Clark returned her look with his own tender smile. He was sure that given time Superman would return. In fact, he could feel the life force bubbling up inside him, but at present he was content to laze in the sun and enjoy the company of his growing family.

The murmur of his parents' voices had finally penetrated Joel's sleepy mind and he proceeded to squirm around on his Dad's body. His tiny fist rubbed the sleep from his eyes and then pushed against his father's chest in an effort to sit up. A large gentle hand helped his action and he smiled in the general direction of the soft voices. Joel was sure it was time to eat, his stomach was beginning to wake up too, but the sun made him feel so warm and fuzzy. As a huge yawn split his face his Mom let out a loud squeal and the baby jumped when she caught hold of his chin and opened his mouth. A tiny sliver of white was just pushing through the pink gums.

"A tooth!! Clark! Joel's first tooth!" Lois inserted a finger into her son's mouth and carefully probed the slightly reddened gums. "And I can feel another beneath the surface," the proud mom crowed and Clark laughed. Whoever would have thought that Lois would have gotten so excited about a first tooth; not Lois Lane, cynical, hard-bitten investigative reporter?
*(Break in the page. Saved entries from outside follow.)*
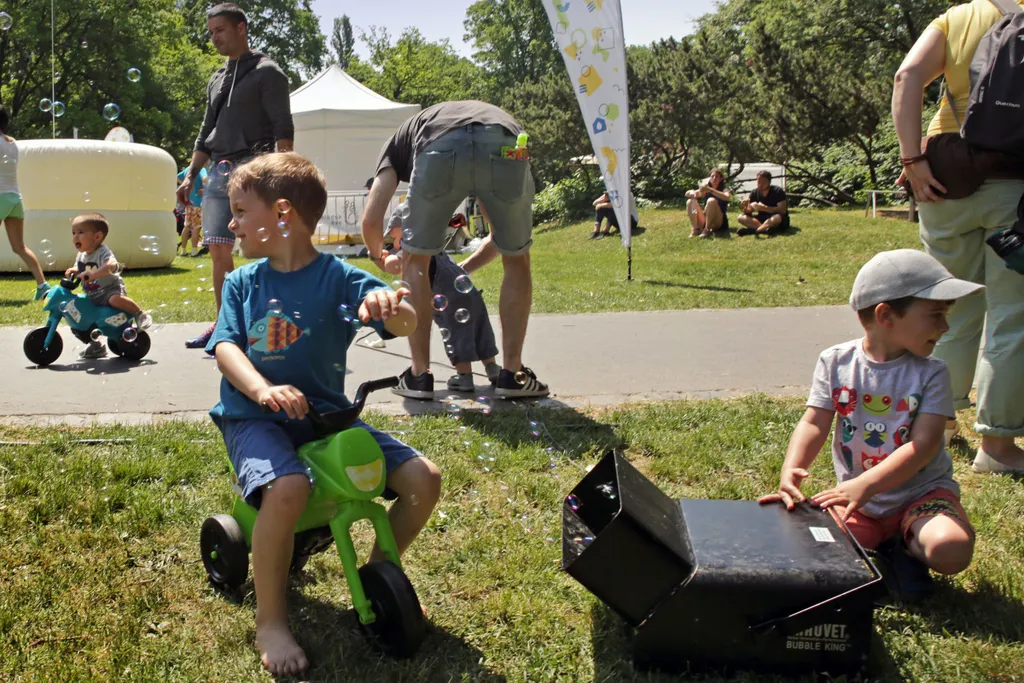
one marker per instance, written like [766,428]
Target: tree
[414,70]
[513,41]
[287,30]
[342,41]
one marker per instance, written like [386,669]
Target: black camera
[1010,246]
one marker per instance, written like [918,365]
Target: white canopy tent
[341,125]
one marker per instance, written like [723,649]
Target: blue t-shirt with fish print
[289,326]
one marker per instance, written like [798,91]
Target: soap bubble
[349,314]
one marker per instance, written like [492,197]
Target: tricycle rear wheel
[225,554]
[399,627]
[35,350]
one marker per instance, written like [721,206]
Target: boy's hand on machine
[381,304]
[852,495]
[788,488]
[284,397]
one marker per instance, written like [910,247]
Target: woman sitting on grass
[705,221]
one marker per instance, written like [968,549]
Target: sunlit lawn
[573,274]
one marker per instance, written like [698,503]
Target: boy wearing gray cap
[890,400]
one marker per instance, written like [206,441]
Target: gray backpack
[994,117]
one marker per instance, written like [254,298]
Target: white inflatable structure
[131,184]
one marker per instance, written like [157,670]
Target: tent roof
[334,89]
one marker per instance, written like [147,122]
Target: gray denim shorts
[463,162]
[216,209]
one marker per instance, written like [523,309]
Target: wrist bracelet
[910,161]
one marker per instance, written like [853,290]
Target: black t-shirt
[774,196]
[431,123]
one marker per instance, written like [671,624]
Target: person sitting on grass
[281,341]
[707,220]
[896,489]
[466,340]
[603,211]
[766,210]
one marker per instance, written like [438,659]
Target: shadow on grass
[706,288]
[612,642]
[984,613]
[554,425]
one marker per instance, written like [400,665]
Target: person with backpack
[985,105]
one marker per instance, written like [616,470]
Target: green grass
[100,577]
[572,274]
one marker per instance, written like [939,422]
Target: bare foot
[279,651]
[1005,451]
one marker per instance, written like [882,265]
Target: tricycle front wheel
[37,352]
[399,627]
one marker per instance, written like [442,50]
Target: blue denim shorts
[216,209]
[463,162]
[262,451]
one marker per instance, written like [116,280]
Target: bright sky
[643,20]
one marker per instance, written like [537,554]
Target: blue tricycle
[87,322]
[346,470]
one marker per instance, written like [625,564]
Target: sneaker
[509,386]
[461,383]
[93,350]
[203,339]
[985,464]
[493,370]
[415,386]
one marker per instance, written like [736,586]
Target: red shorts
[871,532]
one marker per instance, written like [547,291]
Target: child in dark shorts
[281,342]
[461,315]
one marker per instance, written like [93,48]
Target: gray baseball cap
[903,272]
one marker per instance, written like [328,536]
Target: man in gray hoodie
[248,113]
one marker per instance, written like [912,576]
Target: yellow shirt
[964,27]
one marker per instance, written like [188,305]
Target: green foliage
[514,43]
[569,199]
[416,71]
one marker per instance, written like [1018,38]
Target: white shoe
[985,464]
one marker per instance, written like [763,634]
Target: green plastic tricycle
[346,468]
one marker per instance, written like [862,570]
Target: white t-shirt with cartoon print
[875,404]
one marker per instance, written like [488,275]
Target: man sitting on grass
[766,210]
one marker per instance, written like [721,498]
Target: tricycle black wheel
[134,350]
[399,627]
[34,346]
[225,555]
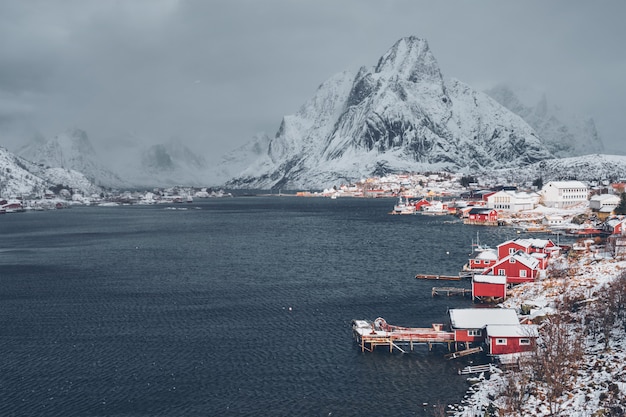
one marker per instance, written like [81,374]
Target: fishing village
[523,288]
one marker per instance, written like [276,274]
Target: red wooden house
[508,339]
[527,246]
[468,324]
[518,267]
[489,287]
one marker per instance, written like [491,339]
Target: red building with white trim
[489,287]
[518,267]
[468,324]
[507,339]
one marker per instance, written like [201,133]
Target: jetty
[449,291]
[370,334]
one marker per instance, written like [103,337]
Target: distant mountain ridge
[131,165]
[399,115]
[20,177]
[564,135]
[71,150]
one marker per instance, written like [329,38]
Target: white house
[564,194]
[604,202]
[512,201]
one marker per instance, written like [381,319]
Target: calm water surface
[235,307]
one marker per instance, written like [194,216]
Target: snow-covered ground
[598,381]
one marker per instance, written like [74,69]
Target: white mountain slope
[563,134]
[19,177]
[397,116]
[594,167]
[71,150]
[157,165]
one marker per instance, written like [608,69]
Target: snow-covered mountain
[593,167]
[131,163]
[157,165]
[71,150]
[20,177]
[399,115]
[563,134]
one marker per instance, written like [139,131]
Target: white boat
[403,207]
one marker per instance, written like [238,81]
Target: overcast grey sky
[213,73]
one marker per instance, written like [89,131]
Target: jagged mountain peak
[399,115]
[410,59]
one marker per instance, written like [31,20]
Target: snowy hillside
[584,168]
[157,165]
[563,134]
[71,150]
[399,115]
[130,163]
[19,177]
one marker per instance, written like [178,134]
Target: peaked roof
[519,330]
[477,318]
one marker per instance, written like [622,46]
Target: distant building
[604,202]
[564,194]
[512,200]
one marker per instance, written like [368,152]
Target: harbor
[370,335]
[450,291]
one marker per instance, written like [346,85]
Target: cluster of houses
[471,330]
[512,262]
[499,330]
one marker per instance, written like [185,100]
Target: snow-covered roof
[519,256]
[566,184]
[519,330]
[487,255]
[490,279]
[605,198]
[477,318]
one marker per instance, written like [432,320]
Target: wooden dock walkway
[369,335]
[465,352]
[439,277]
[449,291]
[476,369]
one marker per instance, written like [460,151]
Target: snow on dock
[379,333]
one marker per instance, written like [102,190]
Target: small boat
[403,207]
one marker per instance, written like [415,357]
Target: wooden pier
[449,291]
[476,369]
[460,353]
[369,335]
[439,277]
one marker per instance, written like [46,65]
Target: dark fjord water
[235,307]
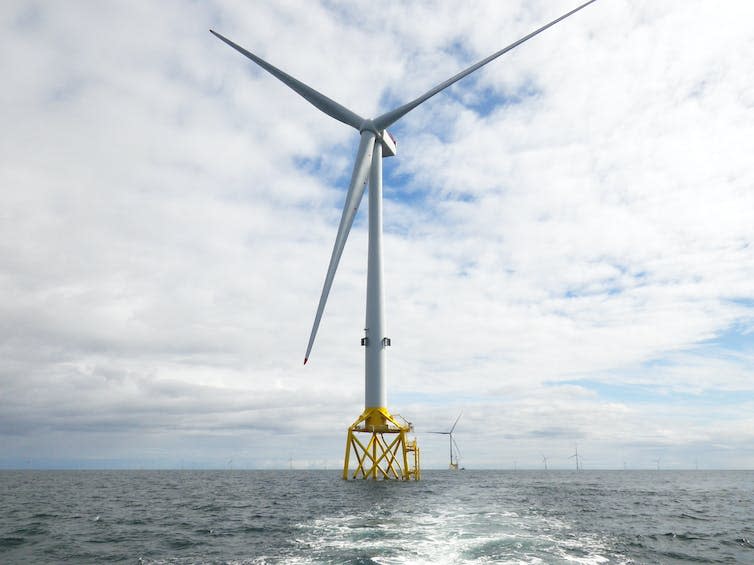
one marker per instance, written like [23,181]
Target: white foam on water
[447,536]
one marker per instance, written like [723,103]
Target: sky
[569,244]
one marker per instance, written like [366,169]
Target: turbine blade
[317,99]
[458,451]
[353,199]
[389,118]
[454,423]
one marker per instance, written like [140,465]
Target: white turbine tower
[453,464]
[378,458]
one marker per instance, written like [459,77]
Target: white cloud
[167,211]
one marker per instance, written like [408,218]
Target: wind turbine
[577,456]
[378,457]
[453,466]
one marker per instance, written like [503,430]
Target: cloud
[567,232]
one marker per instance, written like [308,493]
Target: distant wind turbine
[453,465]
[578,457]
[378,457]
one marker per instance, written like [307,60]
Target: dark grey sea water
[314,517]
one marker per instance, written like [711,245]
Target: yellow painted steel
[381,448]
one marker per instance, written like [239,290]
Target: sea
[250,517]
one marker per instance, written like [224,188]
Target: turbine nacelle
[371,131]
[388,142]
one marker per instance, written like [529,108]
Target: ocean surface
[315,517]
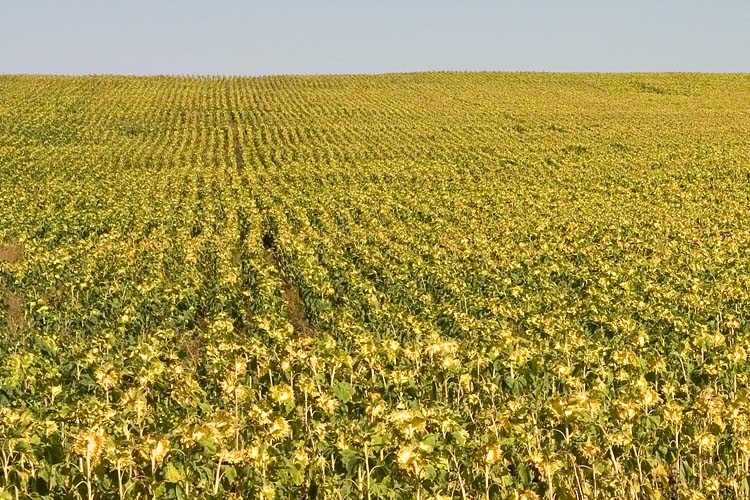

Joel grabbed the intruding object and tried to eat it, and at that Lois withdrew her digit and walked her fingers playfully down his body till they reached his tummy. Once there she started a game of tickle, only this time Joel didn't care to play. He was hungry and he opened his mouth to shout his protest, but before he could utter a sound a spoonful of food was inserted between his lips, propelled there by his Daddy's hand. This delighted Joel immensely and he grinned in appreciation, a messy one-toothed smile, at his dad. Lois also looked in appreciation at Clark.

"That was fast, sweetheart, very fast," she whispered admiringly.

"Yes!" Clark sounded thrilled. "Almost super-fast."